Toffoli did the rest with a bullet over Connor Hellebuyck’s blocker.
After Gallagher’s second goal gave Montreal a 4-0 lead and chased Hellebuyck from his net, Joel Armia scored on the first shot Jets goaltender Laurent Brossoit faced. It was a play that started with Joel Edmundson and ended with Armia—with Jeff Petry, Nick Suzuki and Jonathan Drouin all getting a touch on the puck in between.
Talk about a loose and free play emanating from a suddenly unburdened Canadiens team.
If they had taken a 5-0 lead to the third before Paul Byron and Petry made it 7-0, it was in part thanks to Carey Price—the Canadiens goaltender who had to follow up a good outing against Ottawa on Tuesday with an even better one Saturday, just three days after the firing of goaltending coach Stephane Waite brought so much negativity to his bubble.
It was while the Canadiens were scrambling in the opening minutes that Price made settling saves on Paul Stastny and Pierre-Luc Dubois. He finished the night with confidence-inspiring saves on Neal Pionk and Mathieu Perreault, Winnipeg’s lone scorer, and came off the ice with a big smile on his face.

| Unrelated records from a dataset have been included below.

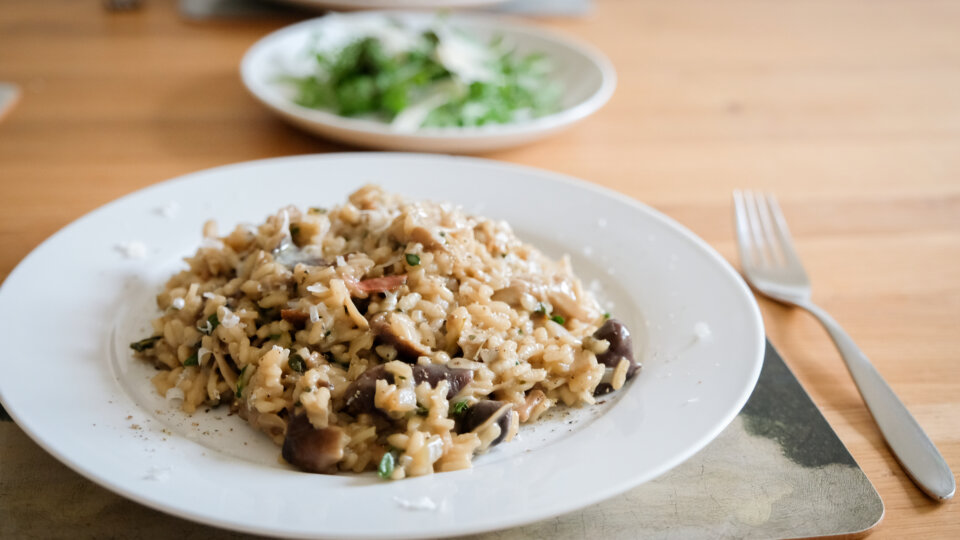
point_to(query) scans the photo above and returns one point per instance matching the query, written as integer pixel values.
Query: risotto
(388, 335)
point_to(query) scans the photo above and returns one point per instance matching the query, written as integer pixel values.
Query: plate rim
(542, 125)
(612, 489)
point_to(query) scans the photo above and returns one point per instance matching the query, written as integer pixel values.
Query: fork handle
(909, 443)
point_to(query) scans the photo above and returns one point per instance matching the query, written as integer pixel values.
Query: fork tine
(783, 233)
(761, 249)
(769, 230)
(744, 242)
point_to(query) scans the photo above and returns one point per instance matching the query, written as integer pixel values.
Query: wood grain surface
(848, 110)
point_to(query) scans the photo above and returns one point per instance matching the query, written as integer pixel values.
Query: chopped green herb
(387, 463)
(459, 407)
(145, 344)
(296, 363)
(242, 380)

“I thought (Price) was really patient,” Ducharme said. “I thought he was really strong on the puck, square to the puck, facing the puck. He was moving well, so on every shot he looked really set and ready to receive everything coming at him.
“He’s working on his game, and he’s been for a while now. When you have a goalie that talented that is willing to work on his game like he does, you obviously, at one point, you know it’s going to turn around.”

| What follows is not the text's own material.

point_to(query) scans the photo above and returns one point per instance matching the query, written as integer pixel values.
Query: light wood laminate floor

You could say the same of this Canadiens team, which has been working so hard to implement the many changes Ducharme has made since taking over.
The players, who Danault said are completely bought in, were so in need of this kind of night.

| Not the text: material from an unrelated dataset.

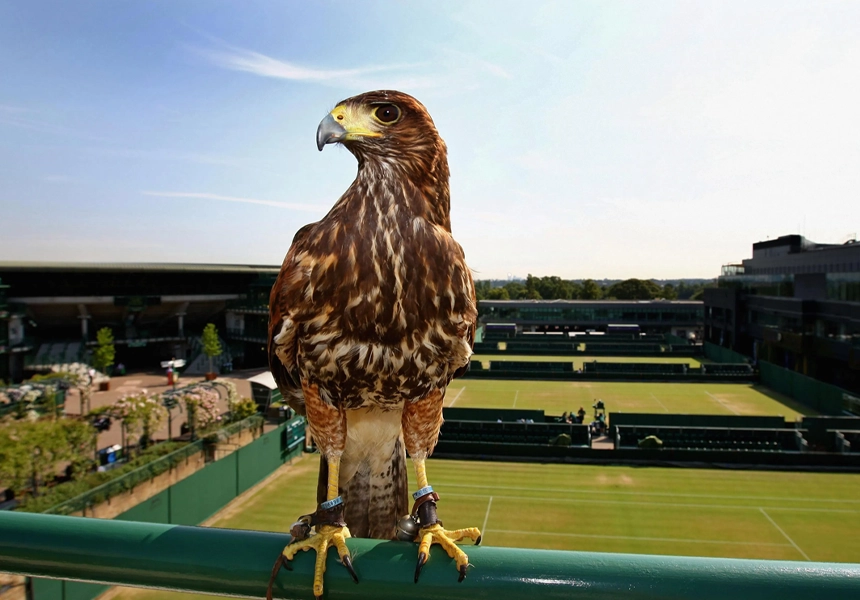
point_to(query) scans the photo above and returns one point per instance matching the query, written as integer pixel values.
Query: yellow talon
(435, 534)
(325, 537)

“I was really happy for them,” Ducharme said. “To see them getting rewarded with a lot of success tonight. It won’t be like that every night. But to be rewarded—our players got rewarded tonight. It’s good for them, because they put in the work.”
There’s much more to do, with a six-game road trip beginning in Vancouver on Tuesday and ending in Winnipeg on Mar. 17, with a stop in Calgary in between for games against an underachieving Flames team chasing them in the standings and trying to build themselves up to where they should be under freshly-appointed coach Darryl Sutter.
Still, the Canadiens are continuing the process, feeling better about themselves than they did 24 hours prior.
“Tonight’s a good start in the right direction,” Anderson said. “I know there’s still little things in our game we have to clean up a bit, but we’re playing the right way, for sure.”